Search Quality Benchmarks
EchOS uses a multi-stage hybrid search pipeline. This page documents how each stage performs and why the full pipeline outperforms simpler single-mode approaches.The Pipeline
Each search request passes through up to four stages:| Stage | Default | Description |
|---|---|---|
| Hybrid (FTS + semantic) | ✓ | Reciprocal rank fusion of BM25 and vector search |
| Temporal decay | ✓ | Recency boost — recent notes rank slightly higher |
| Hotness boost | ✓ | Frequently-retrieved notes get a small popularity boost |
| Cross-encoder reranking | ✗ | AI re-scores top candidates for highest precision (opt-in) |
Methodology
Benchmarks use a synthetic corpus of notes spanning multiple content types (article, note, highlight, conversation) with controlled topic overlap to stress-test disambiguation. Three corpus sizes are tested:| Scale | Notes | Description |
|---|---|---|
| Small | 100 | Typical personal knowledge base, early stage |
| Medium | 1 000 | Active knowledge base, 1–2 years of use |
| Large | 10 000 | Heavy use or bulk import from Obsidian / Notion |
- Keyword — exact term match, tests FTS precision
- Semantic — paraphrased queries where the query words don’t appear in the note
- Multi-hop — queries that require combining information from multiple related notes
- Temporal — queries where recency matters (“what did I capture last week about X”)

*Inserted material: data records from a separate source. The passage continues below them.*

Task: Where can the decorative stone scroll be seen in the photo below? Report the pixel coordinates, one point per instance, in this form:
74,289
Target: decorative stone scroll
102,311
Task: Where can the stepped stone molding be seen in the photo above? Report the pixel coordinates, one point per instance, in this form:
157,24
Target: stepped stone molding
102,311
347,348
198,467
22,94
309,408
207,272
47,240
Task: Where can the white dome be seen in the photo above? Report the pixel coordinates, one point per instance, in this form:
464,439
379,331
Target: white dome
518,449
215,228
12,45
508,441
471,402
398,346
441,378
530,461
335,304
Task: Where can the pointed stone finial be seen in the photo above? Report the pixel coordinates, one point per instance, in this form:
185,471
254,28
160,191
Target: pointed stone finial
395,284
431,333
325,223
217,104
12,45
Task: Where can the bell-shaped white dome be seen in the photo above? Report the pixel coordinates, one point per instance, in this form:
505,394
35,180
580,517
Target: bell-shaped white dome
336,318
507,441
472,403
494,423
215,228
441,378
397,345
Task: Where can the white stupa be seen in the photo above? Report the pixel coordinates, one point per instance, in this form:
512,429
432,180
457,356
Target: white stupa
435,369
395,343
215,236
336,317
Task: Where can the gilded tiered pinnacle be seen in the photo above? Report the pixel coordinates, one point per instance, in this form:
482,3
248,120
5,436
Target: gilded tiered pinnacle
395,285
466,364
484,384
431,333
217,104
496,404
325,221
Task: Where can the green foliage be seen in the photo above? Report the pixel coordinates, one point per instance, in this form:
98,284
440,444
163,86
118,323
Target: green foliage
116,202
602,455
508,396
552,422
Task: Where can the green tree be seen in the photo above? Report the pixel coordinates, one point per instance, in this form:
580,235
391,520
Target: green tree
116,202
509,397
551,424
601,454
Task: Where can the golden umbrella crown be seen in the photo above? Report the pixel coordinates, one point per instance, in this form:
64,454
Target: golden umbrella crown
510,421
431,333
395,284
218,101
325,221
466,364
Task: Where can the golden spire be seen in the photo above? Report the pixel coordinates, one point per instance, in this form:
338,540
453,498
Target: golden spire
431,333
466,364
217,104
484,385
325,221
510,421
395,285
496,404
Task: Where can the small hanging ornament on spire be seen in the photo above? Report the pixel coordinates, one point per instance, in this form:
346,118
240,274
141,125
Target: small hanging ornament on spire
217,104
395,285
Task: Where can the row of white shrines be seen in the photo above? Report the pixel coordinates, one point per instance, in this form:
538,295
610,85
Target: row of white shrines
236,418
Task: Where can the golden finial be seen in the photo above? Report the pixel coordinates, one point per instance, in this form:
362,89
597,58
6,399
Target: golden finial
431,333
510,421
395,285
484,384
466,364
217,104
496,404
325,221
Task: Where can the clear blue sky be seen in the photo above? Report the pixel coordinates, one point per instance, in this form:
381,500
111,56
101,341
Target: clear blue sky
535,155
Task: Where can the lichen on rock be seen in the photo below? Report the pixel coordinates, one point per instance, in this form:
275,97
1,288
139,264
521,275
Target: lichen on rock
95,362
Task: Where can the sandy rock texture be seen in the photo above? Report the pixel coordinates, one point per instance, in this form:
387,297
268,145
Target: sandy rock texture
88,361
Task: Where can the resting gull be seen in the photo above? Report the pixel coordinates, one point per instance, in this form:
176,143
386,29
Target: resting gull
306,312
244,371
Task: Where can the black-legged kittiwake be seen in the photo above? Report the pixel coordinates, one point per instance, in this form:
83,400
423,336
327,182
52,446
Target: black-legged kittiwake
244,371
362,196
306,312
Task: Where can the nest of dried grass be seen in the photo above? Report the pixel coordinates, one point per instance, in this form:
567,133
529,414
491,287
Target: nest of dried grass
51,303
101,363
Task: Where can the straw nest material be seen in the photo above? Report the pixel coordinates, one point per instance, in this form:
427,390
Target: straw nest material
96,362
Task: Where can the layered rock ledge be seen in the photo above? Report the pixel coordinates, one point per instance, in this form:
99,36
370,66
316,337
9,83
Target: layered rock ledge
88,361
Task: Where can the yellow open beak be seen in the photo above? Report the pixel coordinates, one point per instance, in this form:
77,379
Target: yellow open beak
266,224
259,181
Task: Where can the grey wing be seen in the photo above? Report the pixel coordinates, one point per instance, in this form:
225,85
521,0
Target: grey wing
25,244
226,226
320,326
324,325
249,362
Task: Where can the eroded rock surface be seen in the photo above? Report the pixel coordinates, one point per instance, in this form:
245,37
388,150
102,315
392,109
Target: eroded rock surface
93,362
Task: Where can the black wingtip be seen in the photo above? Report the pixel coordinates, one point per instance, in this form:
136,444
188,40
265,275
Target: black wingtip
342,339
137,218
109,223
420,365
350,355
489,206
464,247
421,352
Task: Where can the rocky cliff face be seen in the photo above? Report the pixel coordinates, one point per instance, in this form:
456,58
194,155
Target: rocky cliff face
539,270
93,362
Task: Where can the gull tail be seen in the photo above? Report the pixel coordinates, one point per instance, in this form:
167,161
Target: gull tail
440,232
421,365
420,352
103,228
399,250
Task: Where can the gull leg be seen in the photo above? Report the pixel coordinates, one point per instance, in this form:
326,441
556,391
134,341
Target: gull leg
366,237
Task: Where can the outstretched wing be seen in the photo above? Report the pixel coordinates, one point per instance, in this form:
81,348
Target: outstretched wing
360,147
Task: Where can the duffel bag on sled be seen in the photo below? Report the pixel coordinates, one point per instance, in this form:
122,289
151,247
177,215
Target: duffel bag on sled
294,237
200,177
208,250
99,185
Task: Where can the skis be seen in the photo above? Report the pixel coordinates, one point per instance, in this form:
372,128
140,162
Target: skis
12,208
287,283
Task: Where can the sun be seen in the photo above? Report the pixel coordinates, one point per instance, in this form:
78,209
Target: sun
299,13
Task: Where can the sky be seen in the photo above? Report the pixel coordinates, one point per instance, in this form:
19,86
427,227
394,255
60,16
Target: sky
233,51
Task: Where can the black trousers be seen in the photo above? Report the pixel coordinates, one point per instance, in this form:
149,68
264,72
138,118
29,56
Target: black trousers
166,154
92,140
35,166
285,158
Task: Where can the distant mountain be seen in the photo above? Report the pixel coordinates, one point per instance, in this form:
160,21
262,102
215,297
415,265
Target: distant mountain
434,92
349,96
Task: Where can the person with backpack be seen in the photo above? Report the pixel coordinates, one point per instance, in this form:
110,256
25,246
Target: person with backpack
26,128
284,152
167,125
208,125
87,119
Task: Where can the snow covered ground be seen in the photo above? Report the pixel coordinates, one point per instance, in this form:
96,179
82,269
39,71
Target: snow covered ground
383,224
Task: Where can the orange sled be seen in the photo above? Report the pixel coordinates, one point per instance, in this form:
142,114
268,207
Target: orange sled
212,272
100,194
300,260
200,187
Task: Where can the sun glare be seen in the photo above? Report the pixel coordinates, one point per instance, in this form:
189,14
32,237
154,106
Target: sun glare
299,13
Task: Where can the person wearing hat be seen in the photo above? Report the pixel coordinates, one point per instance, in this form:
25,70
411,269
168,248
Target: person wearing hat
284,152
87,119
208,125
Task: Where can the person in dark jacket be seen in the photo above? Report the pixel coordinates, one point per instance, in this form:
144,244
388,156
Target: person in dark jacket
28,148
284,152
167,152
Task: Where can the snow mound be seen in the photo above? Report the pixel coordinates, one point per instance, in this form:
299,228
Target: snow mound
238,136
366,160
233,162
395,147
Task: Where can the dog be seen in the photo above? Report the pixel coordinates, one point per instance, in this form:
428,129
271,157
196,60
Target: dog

- Needle-in-haystack — single highly-specific note in a large corpus
- Precision@5 — fraction of the top 5 results that are relevant
- Recall@10 — fraction of all relevant notes appearing in the top 10
- MRR — Mean Reciprocal Rank (position of the first correct result)
- Median latency — wall-clock time at the medium corpus size
Results
Medium corpus (1 000 notes) — overall
| Configuration | Precision@5 | Recall@10 | MRR | Latency |
|---|---|---|---|---|
| Keyword only | 0.52 | 0.41 | 0.58 | 12 ms |
| Semantic only | 0.61 | 0.54 | 0.67 | 28 ms |
| Hybrid (RRF) | 0.74 | 0.69 | 0.79 | 32 ms |
| Hybrid + decay | 0.76 | 0.70 | 0.81 | 33 ms |
| Hybrid + decay + hotness | 0.78 | 0.71 | 0.82 | 34 ms |
| Hybrid + decay + hotness + rerank | 0.87 | 0.78 | 0.91 | 1 400 ms |
By query type — medium corpus, hybrid+decay+hotness
| Query type | Precision@5 | Recall@10 | MRR |
|---|---|---|---|
| Keyword | 0.91 | 0.85 | 0.94 |
| Semantic | 0.81 | 0.74 | 0.86 |
| Multi-hop | 0.64 | 0.61 | 0.71 |
| Temporal | 0.84 | 0.79 | 0.88 |
| Needle-in-haystack | 0.52 | 0.48 | 0.55 |
By corpus size — hybrid+decay+hotness
| Scale | Precision@5 | Recall@10 | MRR | Latency |
|---|---|---|---|---|
| Small (100) | 0.82 | 0.76 | 0.86 | 14 ms |
| Medium (1 000) | 0.78 | 0.71 | 0.82 | 34 ms |
| Large (10 000) | 0.71 | 0.63 | 0.76 | 89 ms |
Key findings
Hybrid always beats single-mode. Reciprocal rank fusion consistently outperforms either FTS or vector search alone by 12–18 Precision@5 points. FTS wins on exact-match keyword queries; semantic search wins on paraphrased or concept-driven queries. Neither alone covers both. Temporal decay gives the biggest quality-per-cost improvement. A two-point Precision@5 gain at zero additional latency. Particularly effective for temporal queries — notes from the past week rank above equivalent older notes, which matches user intent. Hotness boost is subtle but real. A further 2 Precision@5 points on average, driven by notes the user has actually found useful before surfacing sooner. The sigmoid saturation means no single note dominates. Reranking is the highest-quality option, but costs an API call. 9 Precision@5 points over the base hybrid pipeline, and 5 points better on multi-hop queries specifically. Latency jumps from ~35 ms to ~1.4 s. Worth enabling for deliberate research queries; leave off for quick lookups. Needle-in-haystack is the hardest case across all configurations. A single specific note in 10,000 is difficult to retrieve reliably without exact keywords. Reranking helps most here (from 0.52 to 0.69 P@5 on medium corpus), but it is not fully solved.Limitations
The benchmark uses a synthetic corpus. Real knowledge bases differ in several ways that can affect results:- Personal writing style — real notes from a single author are more coherent than synthetic diversity; semantic search typically performs better than these numbers suggest.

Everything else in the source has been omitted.